Case Presentation: A 4-year-old previously healthy boy presented with 10 days of fevers, intermittent abdominal pain, and poor appetite. Exam was notable for mild abdominal distension without tenderness. Labs showed leukocytosis, normocytic anemia, and elevated inflammatory markers. An echocardiogram showed mild dilation of his left anterior descending and left main coronary arteries, and he was treated for incomplete Kawasaki Disease with intravenous immunoglobulin and aspirin. He defervesced and had interval resolution of coronary ectasias on repeat echo. Within 24 hours of discharge, however, he was readmitted with recurrent fevers, two episodes of nonbloody diarrhea, and a self-resolving buccal ulcer, prompting further infectious and gastrointestinal workup. The infectious workup was negative despite daily fevers, but his fecal calprotectin was elevated to 1774 mg/kg (ref: 4 years old). Esophagogastroduodenoscopy (EGD) and colonoscopy were considered but deferred to the outpatient setting given the patient’s interval resolution of fever and poor bowel preparation tolerance. Six weeks later, he was readmitted with recurrent fevers and abdominal pain; of note, his weight had remained stable at the 97th percentile. EGD/colonoscopy revealed ulcers and erythema in the stomach, duodenum, terminal ileum and colon. The biopsy showed non-necrotizing granulomas, consistent with a diagnosis of Crohn’s disease or Very Early Onset Inflammatory Bowel Disease (VEO IBD). He was treated with exclusive enteral nutrition as induction therapy and infliximab as maintenance therapy, with complete resolution of symptoms.
Discussion: Fever of unknown origin (FUO) is a common condition for pediatric hospitalists to encounter, and most hospitalizations result in identifying an infectious etiology or without a diagnosis at all. IBD rarely presents as FUO, but should be considered in patients presenting with GI complaints after infectious etiologies are ruled out. While the reference range for fecal calprotectin is not well-established in young children, it is a sensitive marker for IBD and can be a helpful first step. Magnetic resonance elastography (MRE) or endoscopy should be considered if fecal calprotectin exceeds 250 mg/kg.The incidence of pediatric IBD in North America is approximately 26 per 100,000 and VEO IBD (onset before 6 years old) comprises 4-10%. The presentation of VEO IBD ranges from classic symptoms such as abdominal pain, weight loss, and diarrhea to more subtle changes such as growth failure and pubertal delay. Rectal bleeding is common, likely secondary to the colonic predominance in VEO IBD. Monogenic primary immunodeficiency, which manifests in 20% of VEO IBD cases, is often aggressive and refractory to standard therapies.Although VEO IBD can present with various symptoms, our patient only manifested FUO and mild GI symptoms despite severe pathologic findings on endoscopy. We postulate that his persistent fever may have been caused by bacterial translocation from his inflamed GI tract to his bloodstream, though no bacteria was ever isolated.

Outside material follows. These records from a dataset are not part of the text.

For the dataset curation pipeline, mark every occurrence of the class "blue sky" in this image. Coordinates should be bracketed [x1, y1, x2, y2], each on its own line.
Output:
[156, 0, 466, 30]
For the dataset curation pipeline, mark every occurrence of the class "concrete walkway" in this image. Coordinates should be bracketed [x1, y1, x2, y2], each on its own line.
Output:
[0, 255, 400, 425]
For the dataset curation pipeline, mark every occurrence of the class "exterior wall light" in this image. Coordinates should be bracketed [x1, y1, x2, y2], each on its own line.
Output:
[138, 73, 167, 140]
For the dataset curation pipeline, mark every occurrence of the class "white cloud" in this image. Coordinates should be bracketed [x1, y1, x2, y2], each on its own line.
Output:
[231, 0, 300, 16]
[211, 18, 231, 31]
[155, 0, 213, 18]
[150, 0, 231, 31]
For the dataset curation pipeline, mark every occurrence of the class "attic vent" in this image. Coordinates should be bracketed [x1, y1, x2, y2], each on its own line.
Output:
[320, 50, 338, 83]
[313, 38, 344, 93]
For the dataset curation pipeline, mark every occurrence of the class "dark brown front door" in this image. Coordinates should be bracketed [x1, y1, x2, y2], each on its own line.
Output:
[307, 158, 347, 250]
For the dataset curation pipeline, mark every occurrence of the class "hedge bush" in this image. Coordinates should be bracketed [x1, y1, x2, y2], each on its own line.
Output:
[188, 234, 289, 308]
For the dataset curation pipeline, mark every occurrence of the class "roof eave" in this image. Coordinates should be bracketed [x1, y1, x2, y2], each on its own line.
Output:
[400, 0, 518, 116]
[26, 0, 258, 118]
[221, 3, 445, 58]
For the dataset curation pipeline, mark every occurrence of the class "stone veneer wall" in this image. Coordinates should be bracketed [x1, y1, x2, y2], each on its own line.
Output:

Conclusions: Fecal calprotectin may be a reasonable step in FUO evaluation, followed by MRE or endoscopy if significantly elevated. Although VEO IBD is a rare condition, clinicians should consider it in young children presenting with prolonged fever and a localized GI complaint after infectious etiologies are ruled out. Early diagnosis and prompt intervention can result in favorable prognosis.